Flashbacks fühlen sich oft so real an, als würde das traumatische Erlebnis gerade erneut geschehen. Viele Menschen fragen sich deshalb: Sind diese plötzlichen Erinnerungen überhaupt vertrauenswürdig? Die Antwort ist komplex. Was im Flashback aufblitzt, hat meist einen wahren Kern – es basiert auf einem tatsächlichen Erlebnis. Doch das Gehirn speichert traumatische Momente anders als alltägliche Ereignisse. Sinneseindrücke wie Geräusche, Gerüche oder körperliche Gefühle können stärker haften bleiben als zeitliche oder räumliche Details.

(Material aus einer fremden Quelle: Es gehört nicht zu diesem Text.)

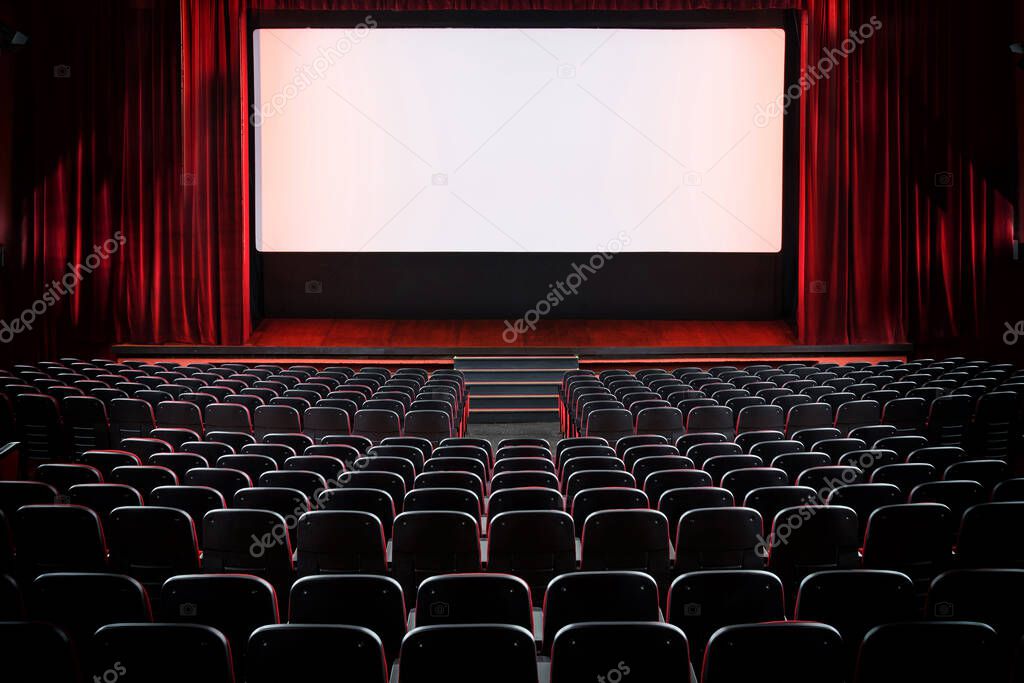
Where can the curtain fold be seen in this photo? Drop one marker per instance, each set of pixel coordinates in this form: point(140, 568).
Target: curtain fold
point(907, 166)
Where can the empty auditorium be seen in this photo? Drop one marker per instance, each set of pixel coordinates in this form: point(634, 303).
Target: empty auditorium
point(511, 341)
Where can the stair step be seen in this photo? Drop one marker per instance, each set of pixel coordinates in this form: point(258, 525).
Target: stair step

Das bedeutet: Ein Flashback ist keine exakte Wiedergabe wie ein Film, sondern eine emotionale Erinnerung, die oft zersplittert und verzerrt ist. Manche Teile scheinen übermäßig lebendig, andere fehlen ganz. Genau deshalb ist es so wichtig, im geschützten Rahmen einer Therapie langsam und Schritt für Schritt den Erlebnissen zu begegnen. Dabei geht es nicht darum, alles haarklein zu rekonstruieren, sondern darum, das Erlebte in die eigene Lebensgeschichte einzuordnen – mit der Zeit, ohne Panik.

Therapien wie die kognitiv-verhaltenstherapeutische Verarbeitung oder EMDR helfen dabei, die belastenden Bilder und Empfindungen zu entschärfen. Mit der Zeit verlieren die Flashbacks ihre Macht. Die Erinnerung bleibt, aber sie beherrscht nicht mehr den Alltag. Das Ziel ist nicht das Vergessen, sondern eine ruhigere, sicherere Erinnerung – eine, bei der man nicht mehr mit dem Herzen rasten muss.